中島健太郎作曲、RE:2の『Looming Dread』。The 4th Survivor(ハンク編)で流れます。

バイオハザードシリーズのナンバリング2作目のフルリメイクにあたる本作。1998年9月、ラクーンシティにやってきた新人警官・レオンと、音信不通の兄(前作主人公)を捜す女子大生・クレアは、未曽有の生物災害に巻き込まれることになる。物語の大筋やダブル主人公制は踏襲しているが、リメイクにあたって従来の固定カメラ視点から三人称視点に変更され、操作性が一新された。グラフィックは大幅に向上し、キャラモデルやマップのつくり込みはもちろん、敵対するゾンビの恐ろしさや動きの生々しさも強化されている。原作の隠しモードであるThe 4th Survivorとそのマイナーチェンジ版のThe 豆腐 Survivorは本作でも健在で、原作同様に限られた物資を駆使して極限状態からの脱出を目指すスリルを味わえる。そのほか、難易度の追加、タイラントの常時徘徊、原作にあったザッピングシステムの廃止など、各方面で新規要素と仕様調整とオミット部分が点在している。総じてバランスよく原作を昇華させた傑作に仕上がっている。後にPS5、Xbox X|S、スイッチに移植された。
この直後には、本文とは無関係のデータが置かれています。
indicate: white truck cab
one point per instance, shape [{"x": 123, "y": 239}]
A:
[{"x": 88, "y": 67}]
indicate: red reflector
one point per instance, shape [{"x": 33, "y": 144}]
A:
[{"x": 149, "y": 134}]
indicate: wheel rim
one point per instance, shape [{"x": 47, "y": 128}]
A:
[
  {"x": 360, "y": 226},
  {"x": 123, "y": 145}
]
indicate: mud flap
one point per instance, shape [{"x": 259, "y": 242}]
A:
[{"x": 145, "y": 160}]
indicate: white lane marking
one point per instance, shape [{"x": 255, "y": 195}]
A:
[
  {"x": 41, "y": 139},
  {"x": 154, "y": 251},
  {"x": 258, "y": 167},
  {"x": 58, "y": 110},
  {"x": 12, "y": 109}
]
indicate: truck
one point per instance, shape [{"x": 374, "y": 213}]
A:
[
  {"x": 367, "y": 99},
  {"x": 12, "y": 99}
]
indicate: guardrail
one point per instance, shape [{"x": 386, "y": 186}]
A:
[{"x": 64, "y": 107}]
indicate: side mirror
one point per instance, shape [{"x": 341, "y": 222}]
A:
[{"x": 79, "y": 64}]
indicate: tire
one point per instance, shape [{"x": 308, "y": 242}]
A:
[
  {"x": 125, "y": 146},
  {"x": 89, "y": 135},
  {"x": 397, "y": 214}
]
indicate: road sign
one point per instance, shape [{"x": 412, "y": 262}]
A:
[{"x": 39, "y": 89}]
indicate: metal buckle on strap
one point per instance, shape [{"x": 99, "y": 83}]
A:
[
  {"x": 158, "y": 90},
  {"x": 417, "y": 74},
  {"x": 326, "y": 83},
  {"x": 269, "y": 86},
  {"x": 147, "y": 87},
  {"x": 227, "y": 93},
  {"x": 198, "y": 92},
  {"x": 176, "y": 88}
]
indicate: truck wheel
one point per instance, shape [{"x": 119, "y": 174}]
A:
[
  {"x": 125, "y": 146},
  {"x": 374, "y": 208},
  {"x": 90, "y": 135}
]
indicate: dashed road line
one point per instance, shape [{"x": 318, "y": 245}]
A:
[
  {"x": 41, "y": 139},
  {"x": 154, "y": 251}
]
本作の音楽を担当するのは内山修作氏、大木優拓氏、小倉真奈氏、康貞蘭氏、土屋裕一氏、中島健太郎氏、中山翔太郎氏、藤澤鯛介氏、牧野忠義氏。康氏と中島氏は当時、大木氏、小倉氏、中山氏、藤沢氏は現在もカプコンに所属している作曲家である。内山氏と牧野氏はかつてカプコンに在籍していた経験があるフリーランスで、土屋氏は音楽制作会社INSPIONに所属する作曲家である。かなりの大所帯だが、このうち内山氏、牧野氏、康氏の三名がメインで作曲していて、中島氏は本作のサウンドディレクターを務めている。他五名はそれぞれ1曲のみの担当に留まっている。原作と比べて曲の大部分が刷新されているが、まったくの別物ではなく再構築に近い出来でまとめられている。原作でも携わっていた内山氏を中心に一部の楽曲のアレンジも含まれる。サウンドトラックには主題歌も含めて収録されている。

The 4th Survivorで流れるのがこの曲である。アンブレラ特殊工作員のハンクを操作してクリーチャーだらけの建物からの脱出を目指す、通称ハンク編と呼ばれるタイムアタック形式のモードである。孤立無援、絶体絶命の状況を彩るにあたって、出だしから前のめりなビートを打ち鳴らして心拍数を上げてくる。12秒で不穏な重低音が響くようになり、22秒でいよいよ曲が動き出すと、すぐさま強襲するようにストリングスが押し寄せる。似たり寄ったりの音域で短い間隔で執拗に音色を奏でることで、休む暇もなく常に最大の危機感を煽ってくる。怒涛の演奏を通じて恐怖が迫る感覚がじかに伝わってくるが、それと同時に一種英雄的とも言える力強さに満ちている。特に42秒から一際パワフルな打音を取り入れて、反復の多い曲調のなかでも顕著な起伏を感じさせる。見方を変えればむしろプレイヤー自身が周囲に恐怖をもたらしているようであり、どんな過酷な状況下でも必ず生きて帰る、人呼んで死神のハンクらしい威容が感じ取れる。1分19~27秒で十分に溜めてから発散することで、核となるメロディーそのものにはそう変化がないのに確実に盛り上がるメリハリをつけている。貪欲で獰猛な一曲である。

この曲を紹介してほしいというリクエストをいただきました。原作のハンク編では上田雅美さん作曲で前後半に分けて『Fearful is no word for it』『Maximize your survival instinct』というパニック感強めの曲が使われています。RE:4のTHE MERCENARIESでは原作とRE:2の曲のマッシュアップみたいなアレンジがあり、そちらもあわせてどうぞ。